105/2013 - Parce que ce n'était pas moi...

Publié le par JaneDo


Lundi, 15 avril 2013  - 105/2013 - Parce que ce n’était pas moi!

Caro et moi avions parlé presque toute la nuit. On n’avait presque pas dormi. Peut-être 2h, grand max. Caroline est rentrée vers 9h. Elle ne risquait pas de croiser Pascal, il était au boulot. Elle s’est fait portée pâle aujourd’hui. Quant j’ai voulu me coucher, ma soeur a appelé, alors, j’ai été prendre le café avec elle. Mon natel n’a pas arrêté de sonner. C’était Pascal. Je ne lui ai pas répondu. Je n'allais pas lui parler devant ma frangine. Elle m'aurait vue me transformée en mauviette premium!
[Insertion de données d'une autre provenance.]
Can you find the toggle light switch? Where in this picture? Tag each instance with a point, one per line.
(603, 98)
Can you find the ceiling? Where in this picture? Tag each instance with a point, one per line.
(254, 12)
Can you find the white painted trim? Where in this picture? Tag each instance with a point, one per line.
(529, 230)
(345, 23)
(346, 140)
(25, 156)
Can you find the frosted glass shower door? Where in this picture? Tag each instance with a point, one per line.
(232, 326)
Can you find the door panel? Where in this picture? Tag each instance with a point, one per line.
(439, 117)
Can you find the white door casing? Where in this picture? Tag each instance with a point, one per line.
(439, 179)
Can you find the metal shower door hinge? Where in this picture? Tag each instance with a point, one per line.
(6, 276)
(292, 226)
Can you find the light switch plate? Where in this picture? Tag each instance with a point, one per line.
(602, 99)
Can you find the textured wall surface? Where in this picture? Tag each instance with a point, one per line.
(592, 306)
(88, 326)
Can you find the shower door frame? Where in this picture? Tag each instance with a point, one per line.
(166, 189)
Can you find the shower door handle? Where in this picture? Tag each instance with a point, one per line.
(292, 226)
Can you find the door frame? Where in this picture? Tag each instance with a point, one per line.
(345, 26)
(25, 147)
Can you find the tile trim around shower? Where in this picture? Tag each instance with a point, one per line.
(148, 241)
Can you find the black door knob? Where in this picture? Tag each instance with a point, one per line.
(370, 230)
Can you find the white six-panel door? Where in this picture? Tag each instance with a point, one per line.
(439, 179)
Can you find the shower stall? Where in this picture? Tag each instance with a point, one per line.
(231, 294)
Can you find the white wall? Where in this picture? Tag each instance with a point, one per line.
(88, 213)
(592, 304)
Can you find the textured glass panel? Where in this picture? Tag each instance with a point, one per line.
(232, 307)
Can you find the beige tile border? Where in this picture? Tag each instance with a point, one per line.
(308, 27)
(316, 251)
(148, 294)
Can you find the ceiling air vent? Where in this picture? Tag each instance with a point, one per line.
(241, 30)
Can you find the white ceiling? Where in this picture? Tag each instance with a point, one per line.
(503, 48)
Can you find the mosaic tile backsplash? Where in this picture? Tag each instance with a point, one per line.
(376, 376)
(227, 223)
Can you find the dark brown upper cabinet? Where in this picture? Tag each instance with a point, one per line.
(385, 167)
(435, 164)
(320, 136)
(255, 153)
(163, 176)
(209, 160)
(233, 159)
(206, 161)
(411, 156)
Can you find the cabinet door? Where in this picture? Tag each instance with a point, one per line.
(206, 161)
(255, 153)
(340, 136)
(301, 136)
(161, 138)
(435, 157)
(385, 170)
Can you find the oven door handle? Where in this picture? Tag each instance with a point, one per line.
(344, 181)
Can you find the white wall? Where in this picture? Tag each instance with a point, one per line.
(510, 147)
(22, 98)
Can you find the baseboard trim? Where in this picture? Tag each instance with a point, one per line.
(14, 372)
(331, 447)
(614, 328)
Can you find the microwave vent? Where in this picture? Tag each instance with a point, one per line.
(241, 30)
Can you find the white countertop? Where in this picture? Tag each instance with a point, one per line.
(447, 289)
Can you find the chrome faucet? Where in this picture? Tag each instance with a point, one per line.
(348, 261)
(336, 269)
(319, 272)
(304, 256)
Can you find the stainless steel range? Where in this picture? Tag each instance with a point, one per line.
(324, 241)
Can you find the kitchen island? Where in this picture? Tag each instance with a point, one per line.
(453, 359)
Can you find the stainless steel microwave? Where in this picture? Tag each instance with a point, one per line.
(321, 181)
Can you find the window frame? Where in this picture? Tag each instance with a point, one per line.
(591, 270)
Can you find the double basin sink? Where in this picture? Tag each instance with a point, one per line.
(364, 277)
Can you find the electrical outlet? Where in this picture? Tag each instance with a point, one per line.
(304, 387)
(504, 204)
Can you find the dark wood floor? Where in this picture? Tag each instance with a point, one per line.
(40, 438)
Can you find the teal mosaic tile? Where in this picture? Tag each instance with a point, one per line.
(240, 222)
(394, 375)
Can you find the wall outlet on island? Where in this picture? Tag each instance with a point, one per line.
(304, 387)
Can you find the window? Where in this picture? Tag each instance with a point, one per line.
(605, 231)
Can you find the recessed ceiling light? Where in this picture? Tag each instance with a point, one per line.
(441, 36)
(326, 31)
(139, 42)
Caro m’a appelé vers 10h, pour me dire que Pascal avait aussi essayé de la joindre. Elle avait eu trop peur de ce qu’il avait à dire pour répondre. Moi aussi. Bref, de retour chez moi vers 13h, j’ai mis mon natel sur silence et je me suis couchée. J’étais naze, et ça commençait à se voir. J’ai dormi jusqu'aux environs de 19h. J’ai eu beaucoup de peine à m’extirper de mon lit. J’étais encore super crevée.

Maria voulait que je passe vers elle pour faire les films, mais j’ai prétendu avoir du courrier à faire avec une copine. Je n’étais pas d’humeur, ni en état de faire quoi que ce soit.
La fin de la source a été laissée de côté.